Number and size of objects: The number and size of classes and methods under test may affect the classification performance, and thus the generalization of our results. However, the objects used in the study were carefully selected using rigorous criteria, which were exactly prescribed by our study design (with considering the required times and learning curves). These requirements ensured that participants could finish their task in the given time frame.
Fault injection: Fault injection procedure could have effects on the genericity of the results; however, we selected this approach after considering several other alternatives along with their trade-offs as discussed in Section 3.
Test generator tool: We used IntelliTest during our experiments, which reduces the generalization of our results. However, IntelliTest is one of the major white-box test generators. The effects of another tool can be investigated in replication studies.
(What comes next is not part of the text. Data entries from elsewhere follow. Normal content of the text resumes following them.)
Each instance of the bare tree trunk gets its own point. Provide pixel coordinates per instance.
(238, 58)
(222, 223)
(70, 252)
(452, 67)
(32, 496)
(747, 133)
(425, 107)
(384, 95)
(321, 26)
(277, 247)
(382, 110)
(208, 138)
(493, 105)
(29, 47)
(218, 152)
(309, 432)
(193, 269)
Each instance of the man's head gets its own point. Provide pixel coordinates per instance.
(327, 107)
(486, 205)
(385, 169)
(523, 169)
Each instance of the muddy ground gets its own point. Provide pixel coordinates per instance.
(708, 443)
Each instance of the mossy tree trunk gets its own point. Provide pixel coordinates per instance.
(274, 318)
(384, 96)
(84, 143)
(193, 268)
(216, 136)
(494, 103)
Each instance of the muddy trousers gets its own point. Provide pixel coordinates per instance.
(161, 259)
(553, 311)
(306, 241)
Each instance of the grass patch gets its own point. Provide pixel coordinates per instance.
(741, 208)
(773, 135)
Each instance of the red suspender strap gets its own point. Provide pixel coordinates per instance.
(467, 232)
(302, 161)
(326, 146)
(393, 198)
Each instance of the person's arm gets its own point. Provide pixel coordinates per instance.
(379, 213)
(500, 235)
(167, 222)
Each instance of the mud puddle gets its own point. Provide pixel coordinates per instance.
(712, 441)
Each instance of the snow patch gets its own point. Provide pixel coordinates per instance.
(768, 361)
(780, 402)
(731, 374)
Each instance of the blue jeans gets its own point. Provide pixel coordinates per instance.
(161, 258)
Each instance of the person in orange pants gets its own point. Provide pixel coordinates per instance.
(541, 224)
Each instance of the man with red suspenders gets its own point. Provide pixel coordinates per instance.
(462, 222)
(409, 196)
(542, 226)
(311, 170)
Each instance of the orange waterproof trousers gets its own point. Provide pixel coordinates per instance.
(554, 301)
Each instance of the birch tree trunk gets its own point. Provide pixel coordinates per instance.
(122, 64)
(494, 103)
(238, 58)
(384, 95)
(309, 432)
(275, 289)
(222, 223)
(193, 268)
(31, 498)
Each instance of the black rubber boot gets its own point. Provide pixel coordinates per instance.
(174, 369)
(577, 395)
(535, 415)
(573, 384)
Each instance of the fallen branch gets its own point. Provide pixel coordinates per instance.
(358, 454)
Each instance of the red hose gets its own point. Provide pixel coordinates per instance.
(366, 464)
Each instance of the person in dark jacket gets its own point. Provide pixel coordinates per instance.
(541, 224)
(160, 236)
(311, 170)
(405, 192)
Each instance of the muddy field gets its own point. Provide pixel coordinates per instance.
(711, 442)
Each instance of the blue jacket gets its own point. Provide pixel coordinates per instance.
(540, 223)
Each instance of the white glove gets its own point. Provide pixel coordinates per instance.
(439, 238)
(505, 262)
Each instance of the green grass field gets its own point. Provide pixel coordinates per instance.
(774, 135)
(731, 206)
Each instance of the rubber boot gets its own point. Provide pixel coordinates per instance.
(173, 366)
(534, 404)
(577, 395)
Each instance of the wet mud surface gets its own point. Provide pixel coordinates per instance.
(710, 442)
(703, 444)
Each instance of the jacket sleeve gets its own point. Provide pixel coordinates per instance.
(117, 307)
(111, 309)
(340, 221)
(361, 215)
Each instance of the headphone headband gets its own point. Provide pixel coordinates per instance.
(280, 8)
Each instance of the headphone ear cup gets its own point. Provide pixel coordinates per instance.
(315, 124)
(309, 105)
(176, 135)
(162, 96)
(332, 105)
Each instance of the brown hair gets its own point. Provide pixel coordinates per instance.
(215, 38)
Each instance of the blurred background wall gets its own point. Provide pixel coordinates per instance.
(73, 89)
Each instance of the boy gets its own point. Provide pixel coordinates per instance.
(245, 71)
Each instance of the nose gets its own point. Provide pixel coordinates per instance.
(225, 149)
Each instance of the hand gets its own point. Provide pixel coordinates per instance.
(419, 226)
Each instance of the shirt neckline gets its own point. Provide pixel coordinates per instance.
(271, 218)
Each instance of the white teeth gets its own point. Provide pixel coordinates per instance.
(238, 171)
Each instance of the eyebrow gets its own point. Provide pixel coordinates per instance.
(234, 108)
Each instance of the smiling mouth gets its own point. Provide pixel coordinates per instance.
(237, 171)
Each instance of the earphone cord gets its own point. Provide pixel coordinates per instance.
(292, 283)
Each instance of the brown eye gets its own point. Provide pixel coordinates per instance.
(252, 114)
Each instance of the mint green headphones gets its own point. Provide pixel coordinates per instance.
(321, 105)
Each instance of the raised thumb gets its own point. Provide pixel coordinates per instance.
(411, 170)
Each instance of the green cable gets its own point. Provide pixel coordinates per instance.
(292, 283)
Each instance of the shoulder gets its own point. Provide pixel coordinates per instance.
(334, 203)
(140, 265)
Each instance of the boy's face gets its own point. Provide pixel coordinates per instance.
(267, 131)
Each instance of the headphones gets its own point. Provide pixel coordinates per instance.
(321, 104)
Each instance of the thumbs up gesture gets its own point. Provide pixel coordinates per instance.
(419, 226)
User activity: Our study allowed participants to run and debug generated tests, but modification of the source code was prohibited. Although this fact reduces the similarity to a real development scenario, modifications in the code would hinder the comparability of participant results. Moreover, it would require a vastly different study design that would introduce several new threats to the validity.
The threats to the construct validity in our study is concerned with the independent variables. It might be the case that some of the variables we selected do not have effects on the difficulty of classification of generated white-box tests. We addressed this threat by carefully analyzing related studies and experiments in terms of design and results in order to obtain the most representative set of variables.